Persistent storage in Kubernetes with Rook Ceph / CephFS - Cluster

Ceph is a highly-reliable, scalable network storage platform which uses individual disks across participating nodes to provide fault-tolerant storage.

Rook provides an operator for Ceph, decomposing the 10-year-old, at-time-arcane, platform into cloud-native components, created declaratively, whose lifecycle is managed by an operator.

In the previous recipe, we deployed the operator, and now to actually deploy a Ceph cluster, we need to deploy a custom resource (a "CephCluster"), which will instruct the operator on we'd like our cluster to be deployed.

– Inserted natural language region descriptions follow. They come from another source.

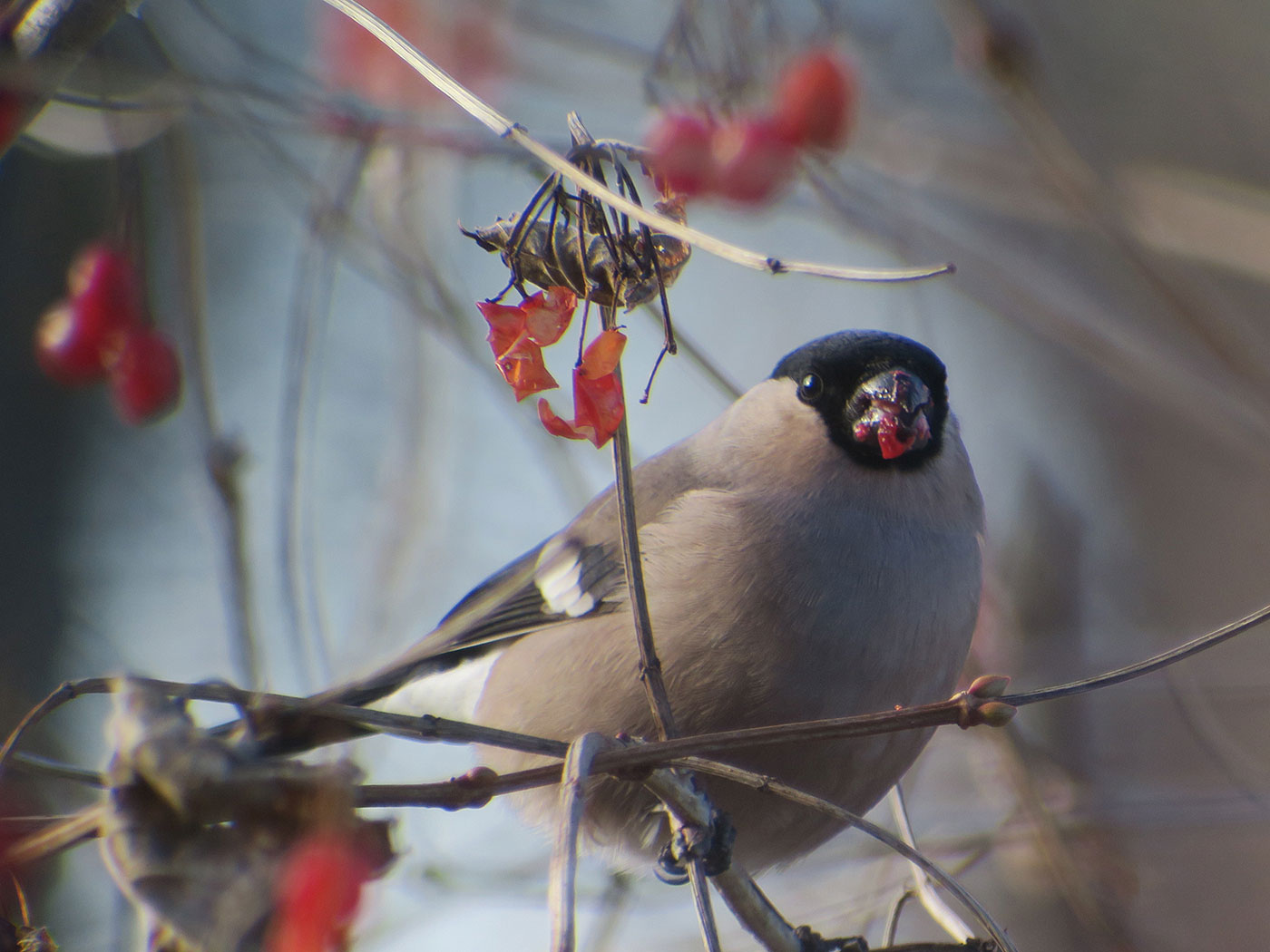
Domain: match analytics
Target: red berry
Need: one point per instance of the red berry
(146, 376)
(318, 892)
(66, 351)
(682, 161)
(816, 102)
(104, 287)
(12, 108)
(753, 161)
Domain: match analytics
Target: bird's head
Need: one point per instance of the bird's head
(883, 397)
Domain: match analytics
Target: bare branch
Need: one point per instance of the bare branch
(1136, 670)
(882, 835)
(562, 885)
(505, 129)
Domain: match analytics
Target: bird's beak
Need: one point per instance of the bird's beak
(893, 413)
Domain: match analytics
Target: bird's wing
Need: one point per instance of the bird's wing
(575, 573)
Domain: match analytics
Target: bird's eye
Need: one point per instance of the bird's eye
(810, 387)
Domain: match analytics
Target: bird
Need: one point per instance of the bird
(813, 552)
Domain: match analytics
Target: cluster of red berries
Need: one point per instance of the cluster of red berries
(748, 159)
(99, 333)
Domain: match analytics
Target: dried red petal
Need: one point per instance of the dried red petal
(318, 892)
(599, 406)
(523, 368)
(603, 353)
(816, 101)
(145, 380)
(679, 154)
(555, 424)
(505, 325)
(755, 161)
(548, 314)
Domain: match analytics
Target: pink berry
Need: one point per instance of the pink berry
(66, 349)
(753, 161)
(105, 289)
(78, 340)
(145, 380)
(816, 102)
(681, 155)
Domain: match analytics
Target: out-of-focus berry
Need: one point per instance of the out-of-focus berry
(753, 161)
(681, 154)
(816, 99)
(145, 380)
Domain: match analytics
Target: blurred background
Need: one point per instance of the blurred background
(1096, 171)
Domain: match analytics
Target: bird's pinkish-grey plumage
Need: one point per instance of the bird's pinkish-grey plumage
(793, 571)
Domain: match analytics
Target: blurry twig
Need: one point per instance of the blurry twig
(1136, 670)
(221, 454)
(505, 129)
(315, 275)
(562, 882)
(935, 907)
(742, 895)
(885, 837)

We'll end up with multilpe storageClasses which we can use to allocate storage to pods from either Ceph RBD (block storage), or CephFS (a mounted filesystem). In many cases, CephFS is a useful choice, because it can be mounted from more than one pod at the same time, which makes it suitable for apps which need to share access to the same data (NZBGet, Sonarr, and Plex, for example)

Rook Ceph Cluster requirements

Ingredients

Already deployed:

Preparation

Namespace

We already deployed a rook-ceph namespace when deploying the Rook Ceph Operator, so we don't need to create this again 👍 1

HelmRepository

Likewise, we'll install the rook-ceph-cluster helm chart from the same Rook-managed repository as we did the rook-ceph (operator) chart, so we don't need to create a new HelmRepository.

Kustomization

We do, however, need a separate Kustomization for rook-ceph-cluster, telling flux to deploy any YAMLs found in the repo at /rook-ceph-cluster. I create this example Kustomization in my flux repo:

Why a separate Kustomization if both are needed for rook-ceph?

While technically we could use the same Kustomization to deploy both rook-ceph and rook-ceph-cluster, we'd run into dependency issues. It's simpler and cleaner to deploy rook-ceph first, and then list it as a dependency for rook-ceph-cluster.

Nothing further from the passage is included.